1. Exciting week around here, as it's getting to be that time of the year when our high school ballplayers - both 2010 and 2011 - finalize some of their plans. Last weekend, RHP Barrett O'Neill (2011) verbally committed to the University of Virginia on a baseball scholarship, and on Tuesday, RHP Travis Dean (2010) signed his letter of intent to pitch at Kennesaw St. University in Georgia.  A few weeks earlier, RHP/3B Joe Napolitano (2011) had verbally committed to Boston College.  These three comprise 3/8 of our current 90mph+ high school crew - and I suspect that the other five will be following soon! Also this week, 2B Erik Watkins (2010) committed to Skidmore and CF Billy Bereszniewicz (2010) committed to Binghampton.  Previously, catcher James Alfonso (2010) had accepted a scholarship to play at the University of Hartford.  Plenty more to come soon, no doubt... 2. Speaking of Travis, here is something I love about him: he has INTENT on every single medicine ball throw he makes.  It isn't just about "tossing" a ball to a wall and rotating your hips.  It's about getting your entire body into the effort - to the point that you're trying to break the ball (or wall!) on every single drill.
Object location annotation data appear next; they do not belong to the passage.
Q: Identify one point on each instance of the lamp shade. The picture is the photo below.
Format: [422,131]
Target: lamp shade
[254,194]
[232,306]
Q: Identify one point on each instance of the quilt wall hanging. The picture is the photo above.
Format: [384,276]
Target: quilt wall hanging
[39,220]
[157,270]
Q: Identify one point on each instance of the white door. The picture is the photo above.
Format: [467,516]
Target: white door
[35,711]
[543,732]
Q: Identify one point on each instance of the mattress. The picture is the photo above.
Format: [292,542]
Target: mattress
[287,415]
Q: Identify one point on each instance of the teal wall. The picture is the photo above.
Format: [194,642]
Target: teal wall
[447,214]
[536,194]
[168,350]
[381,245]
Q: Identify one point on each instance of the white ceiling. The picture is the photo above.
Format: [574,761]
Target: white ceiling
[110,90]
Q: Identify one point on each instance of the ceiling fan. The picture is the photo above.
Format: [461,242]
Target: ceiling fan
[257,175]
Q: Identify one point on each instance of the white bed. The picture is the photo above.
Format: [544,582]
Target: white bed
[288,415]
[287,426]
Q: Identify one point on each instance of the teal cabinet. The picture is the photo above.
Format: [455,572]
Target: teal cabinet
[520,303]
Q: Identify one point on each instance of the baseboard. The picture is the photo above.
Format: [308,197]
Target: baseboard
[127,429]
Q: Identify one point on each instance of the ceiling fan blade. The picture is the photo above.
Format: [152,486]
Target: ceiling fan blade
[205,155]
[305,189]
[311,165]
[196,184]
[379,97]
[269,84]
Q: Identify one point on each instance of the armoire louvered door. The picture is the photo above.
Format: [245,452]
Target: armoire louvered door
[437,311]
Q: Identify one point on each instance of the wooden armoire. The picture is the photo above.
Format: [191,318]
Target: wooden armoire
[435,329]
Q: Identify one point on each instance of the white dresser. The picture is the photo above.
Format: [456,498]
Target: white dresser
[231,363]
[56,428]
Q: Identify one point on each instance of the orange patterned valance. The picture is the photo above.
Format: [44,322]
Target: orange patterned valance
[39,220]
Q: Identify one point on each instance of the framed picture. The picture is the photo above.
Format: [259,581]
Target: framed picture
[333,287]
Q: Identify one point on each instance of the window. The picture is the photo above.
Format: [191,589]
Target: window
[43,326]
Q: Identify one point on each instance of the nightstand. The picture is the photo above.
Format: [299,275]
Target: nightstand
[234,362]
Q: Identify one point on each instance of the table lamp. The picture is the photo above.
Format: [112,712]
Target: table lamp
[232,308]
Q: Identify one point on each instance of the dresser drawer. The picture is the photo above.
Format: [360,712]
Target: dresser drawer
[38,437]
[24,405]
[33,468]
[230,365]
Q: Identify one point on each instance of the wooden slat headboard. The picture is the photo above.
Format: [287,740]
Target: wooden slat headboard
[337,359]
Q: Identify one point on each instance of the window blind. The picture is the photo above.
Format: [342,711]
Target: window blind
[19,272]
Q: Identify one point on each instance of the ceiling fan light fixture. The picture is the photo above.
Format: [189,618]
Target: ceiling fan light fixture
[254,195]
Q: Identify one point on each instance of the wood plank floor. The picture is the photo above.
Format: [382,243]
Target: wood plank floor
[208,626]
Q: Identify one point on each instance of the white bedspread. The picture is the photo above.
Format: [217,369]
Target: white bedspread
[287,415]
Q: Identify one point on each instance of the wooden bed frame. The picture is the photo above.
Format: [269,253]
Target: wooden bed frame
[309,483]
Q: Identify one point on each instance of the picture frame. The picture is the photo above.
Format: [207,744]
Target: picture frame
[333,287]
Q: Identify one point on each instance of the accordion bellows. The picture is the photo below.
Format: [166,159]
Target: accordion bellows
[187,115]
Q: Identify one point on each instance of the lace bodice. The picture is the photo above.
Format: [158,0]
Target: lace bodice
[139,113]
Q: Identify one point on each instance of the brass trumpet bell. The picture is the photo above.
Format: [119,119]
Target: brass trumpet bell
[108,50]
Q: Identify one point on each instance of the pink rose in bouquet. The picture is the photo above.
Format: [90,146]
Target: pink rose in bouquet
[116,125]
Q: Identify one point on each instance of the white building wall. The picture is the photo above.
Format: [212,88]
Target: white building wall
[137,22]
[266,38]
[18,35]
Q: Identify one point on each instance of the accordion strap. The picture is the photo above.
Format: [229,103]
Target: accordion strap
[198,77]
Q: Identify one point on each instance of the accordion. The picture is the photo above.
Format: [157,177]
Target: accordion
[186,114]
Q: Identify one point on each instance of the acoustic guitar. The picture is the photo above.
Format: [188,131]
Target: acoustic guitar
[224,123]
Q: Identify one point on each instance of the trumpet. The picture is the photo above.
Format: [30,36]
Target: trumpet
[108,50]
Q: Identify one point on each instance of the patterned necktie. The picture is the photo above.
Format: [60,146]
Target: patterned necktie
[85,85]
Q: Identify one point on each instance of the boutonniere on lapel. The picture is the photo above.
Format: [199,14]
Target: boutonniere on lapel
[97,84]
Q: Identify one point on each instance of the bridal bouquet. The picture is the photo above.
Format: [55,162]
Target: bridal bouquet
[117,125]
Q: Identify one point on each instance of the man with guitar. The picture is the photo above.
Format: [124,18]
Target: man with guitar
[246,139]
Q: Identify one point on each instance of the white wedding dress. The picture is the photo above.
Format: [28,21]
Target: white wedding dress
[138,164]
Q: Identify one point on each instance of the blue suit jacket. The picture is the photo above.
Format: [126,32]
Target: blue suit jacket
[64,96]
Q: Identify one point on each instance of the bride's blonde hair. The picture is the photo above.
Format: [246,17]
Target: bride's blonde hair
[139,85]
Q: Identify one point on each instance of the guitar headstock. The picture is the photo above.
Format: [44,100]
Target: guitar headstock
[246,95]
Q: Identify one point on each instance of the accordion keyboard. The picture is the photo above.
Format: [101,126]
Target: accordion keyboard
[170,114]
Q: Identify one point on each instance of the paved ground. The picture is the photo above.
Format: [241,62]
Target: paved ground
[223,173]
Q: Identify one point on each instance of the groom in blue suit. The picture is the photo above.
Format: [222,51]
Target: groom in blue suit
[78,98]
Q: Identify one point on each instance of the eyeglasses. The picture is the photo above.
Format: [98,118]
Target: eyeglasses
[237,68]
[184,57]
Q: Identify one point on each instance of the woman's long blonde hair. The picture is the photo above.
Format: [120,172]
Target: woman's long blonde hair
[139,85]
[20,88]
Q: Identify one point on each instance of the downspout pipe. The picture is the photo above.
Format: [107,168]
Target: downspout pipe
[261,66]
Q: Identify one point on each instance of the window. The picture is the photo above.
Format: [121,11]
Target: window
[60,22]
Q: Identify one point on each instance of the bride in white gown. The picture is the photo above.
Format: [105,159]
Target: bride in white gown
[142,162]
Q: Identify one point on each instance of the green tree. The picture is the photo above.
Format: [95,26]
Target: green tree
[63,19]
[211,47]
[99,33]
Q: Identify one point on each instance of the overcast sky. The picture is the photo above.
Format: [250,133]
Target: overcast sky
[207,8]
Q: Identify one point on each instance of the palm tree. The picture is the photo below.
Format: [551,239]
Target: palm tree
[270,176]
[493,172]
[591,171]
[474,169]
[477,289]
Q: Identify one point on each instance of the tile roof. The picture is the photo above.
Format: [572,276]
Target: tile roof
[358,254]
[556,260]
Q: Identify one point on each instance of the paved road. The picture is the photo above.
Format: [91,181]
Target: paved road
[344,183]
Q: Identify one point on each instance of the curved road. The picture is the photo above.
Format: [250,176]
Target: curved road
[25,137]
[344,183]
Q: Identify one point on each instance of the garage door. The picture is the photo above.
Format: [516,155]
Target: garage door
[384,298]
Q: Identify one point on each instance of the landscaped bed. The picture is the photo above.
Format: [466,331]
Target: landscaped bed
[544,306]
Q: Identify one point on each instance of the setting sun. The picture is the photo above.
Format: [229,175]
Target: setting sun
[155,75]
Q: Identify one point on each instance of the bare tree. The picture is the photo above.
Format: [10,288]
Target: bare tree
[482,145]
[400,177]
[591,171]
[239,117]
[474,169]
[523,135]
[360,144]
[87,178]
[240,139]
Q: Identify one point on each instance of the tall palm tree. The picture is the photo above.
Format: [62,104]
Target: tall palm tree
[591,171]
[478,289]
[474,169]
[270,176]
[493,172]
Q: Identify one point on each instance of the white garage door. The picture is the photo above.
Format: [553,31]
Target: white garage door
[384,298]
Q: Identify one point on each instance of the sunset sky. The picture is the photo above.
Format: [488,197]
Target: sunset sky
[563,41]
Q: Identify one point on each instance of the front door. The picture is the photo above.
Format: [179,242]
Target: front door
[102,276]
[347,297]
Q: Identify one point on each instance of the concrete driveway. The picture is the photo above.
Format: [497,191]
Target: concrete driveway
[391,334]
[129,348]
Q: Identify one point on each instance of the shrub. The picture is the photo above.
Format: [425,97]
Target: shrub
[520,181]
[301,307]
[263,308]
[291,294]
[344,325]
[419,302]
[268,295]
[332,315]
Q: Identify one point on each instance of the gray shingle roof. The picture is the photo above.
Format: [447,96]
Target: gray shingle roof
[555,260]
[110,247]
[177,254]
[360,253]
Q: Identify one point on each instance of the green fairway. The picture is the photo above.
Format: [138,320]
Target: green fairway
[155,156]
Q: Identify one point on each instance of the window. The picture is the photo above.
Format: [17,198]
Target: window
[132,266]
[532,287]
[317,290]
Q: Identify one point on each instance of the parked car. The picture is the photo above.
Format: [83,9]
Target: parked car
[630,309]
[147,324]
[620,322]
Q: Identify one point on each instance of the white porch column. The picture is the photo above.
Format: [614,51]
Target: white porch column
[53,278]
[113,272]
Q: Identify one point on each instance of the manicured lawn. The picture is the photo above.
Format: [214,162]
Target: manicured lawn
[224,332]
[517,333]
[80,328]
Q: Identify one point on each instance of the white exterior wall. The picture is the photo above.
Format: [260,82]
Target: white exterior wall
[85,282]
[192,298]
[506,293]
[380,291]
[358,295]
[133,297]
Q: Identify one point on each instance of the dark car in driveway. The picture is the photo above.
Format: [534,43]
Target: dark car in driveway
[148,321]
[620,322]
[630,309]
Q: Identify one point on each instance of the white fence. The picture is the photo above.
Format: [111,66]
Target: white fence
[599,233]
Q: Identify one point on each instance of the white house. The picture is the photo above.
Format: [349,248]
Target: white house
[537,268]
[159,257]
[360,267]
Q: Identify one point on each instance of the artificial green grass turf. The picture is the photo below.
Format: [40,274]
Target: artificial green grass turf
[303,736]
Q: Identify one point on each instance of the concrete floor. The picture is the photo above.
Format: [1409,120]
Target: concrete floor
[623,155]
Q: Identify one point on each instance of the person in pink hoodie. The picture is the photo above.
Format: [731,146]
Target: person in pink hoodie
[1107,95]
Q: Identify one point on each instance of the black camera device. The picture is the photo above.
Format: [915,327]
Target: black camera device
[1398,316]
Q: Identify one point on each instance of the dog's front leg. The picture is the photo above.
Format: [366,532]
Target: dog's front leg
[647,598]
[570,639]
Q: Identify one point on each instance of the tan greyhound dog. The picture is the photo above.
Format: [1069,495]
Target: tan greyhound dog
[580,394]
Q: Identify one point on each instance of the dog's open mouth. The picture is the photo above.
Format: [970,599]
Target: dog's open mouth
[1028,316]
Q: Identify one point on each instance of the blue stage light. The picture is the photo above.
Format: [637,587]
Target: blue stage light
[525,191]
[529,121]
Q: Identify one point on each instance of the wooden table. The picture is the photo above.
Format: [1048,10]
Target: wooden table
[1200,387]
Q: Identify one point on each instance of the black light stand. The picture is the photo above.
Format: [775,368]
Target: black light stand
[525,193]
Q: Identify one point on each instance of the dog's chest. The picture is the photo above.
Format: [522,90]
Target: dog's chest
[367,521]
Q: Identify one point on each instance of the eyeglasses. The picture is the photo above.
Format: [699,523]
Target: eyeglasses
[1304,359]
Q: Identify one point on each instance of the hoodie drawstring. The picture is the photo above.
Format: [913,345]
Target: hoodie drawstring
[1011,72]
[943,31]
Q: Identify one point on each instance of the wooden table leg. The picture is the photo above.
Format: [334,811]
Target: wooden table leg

Once we have taught our guys the technique for the drill, it's about getting after it.  If you aren't training rotation aggressively, you might as well not do it at all. 3. I got a lot of great comments from readers on my A Few Days in Arizona on Monday; I'd encourage you to check it out. 4. One of the key points I made was that respiratory function was essential for ideal performance and posture, and I recognize that the concept might be completely foreign for a lot of my readers.  To that end, I'd encourage you check out The Anatomy of Breathing.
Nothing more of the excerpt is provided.